Suprisingly, clinically significant heterotopic ossification is relatively uncommon after this injury, especially if the patient's primary treatment is successful. Whereas ossification or calcification of the medial and lateral ligament complexes is often seen, heterotopic ossification alone is sufficient to restrict motion and is usually seen in patients with concomitant head injury, or those who have failed initial surgical treatment. We reserve the use of indomethacin for such patients.
Infection is uncommon, but may occur especially after revision surgery. If the infection is superficial, parenteral antibiotics are usually sufficient, but if the joint is involved, then prompt irrigation and debridement are indicated. The principles of surgical infection are followed, and loose hardware is removed while rigid fixation is maintained. It is usually possible to retain radial head implants if prompt and thorough lavage of the joint is performed, and systemic antibiotics are administered.
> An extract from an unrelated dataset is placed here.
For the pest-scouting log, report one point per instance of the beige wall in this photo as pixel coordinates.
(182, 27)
It is rarely possible to provide the patient with a completely normal elbow after the “terrible triad” injury pattern. 8 However, with modern knowledge of injury patterns and improved fracture-fixation methods, reasonable, if not perfect, results can be anticipated. Our own experience with this injury would suggest the mean arc of flexion extension to be from 20°–135° (115° arc) with forearm rotation averaging 135°. This corresponds to a good–excellent rating (as measured by the Mayo Elbow Performance Index ) in approximately 80% of patients. Delayed treatment of patients with the injury or requirement for revision surgery results in a relative loss of motion of approximately 20% as compared with the acutely treated patients. Reoperation is required in 15%–25% of patients, usually for stiffness, recurrent instability, or late hardware removal.